Donelon said he spent the last five years working to rebuild the state’s property and casualty markets after the devastation from hurricanes Katrina and Rita.
He said he expects to spend the next four years implementing regulations from the federal Affordable Care Act or, if the Supreme Court finds it unconstitutional, the Republican replacement.
Newt Gingrich, Sen. John McCain and presidential candidate Mitt Romney have all described the health-care system as one that is broken and cannot continue operating as it does now, Donelon said. The current system is a runaway train and needs to be brought under control.
Donelon, as he has said before, would like Citizens to get out of the the wind-and-hail-only coverage business.
Citizens began writing the wind-only policies about three years ago “in a mistaken effort” to be more accommodating and of help to residents in coastal areas, Donelon said.
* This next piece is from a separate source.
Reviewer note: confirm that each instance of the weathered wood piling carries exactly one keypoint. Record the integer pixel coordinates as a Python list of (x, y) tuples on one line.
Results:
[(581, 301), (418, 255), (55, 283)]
Citizens sold 20 percent more wind-only policies last year than the year before, and the policies now make up around 30 percent of Citizens’ 105,000 policies.
The wind-only policies became popular, in part, because they benefited “captive agents,” who work for private insurers but can also sell Citizens policies, Donelon said. Rather than selling a Citizens policy that covers all risks, these captive agents dump the hurricane risk on Citizens.
Brian VanDreumel, Louisiana Farm Bureau’s vice president of actuarial/research and development, said Farm Bureau and other insurance companies want to make sure they are able to pay 100 percent of claims at all times.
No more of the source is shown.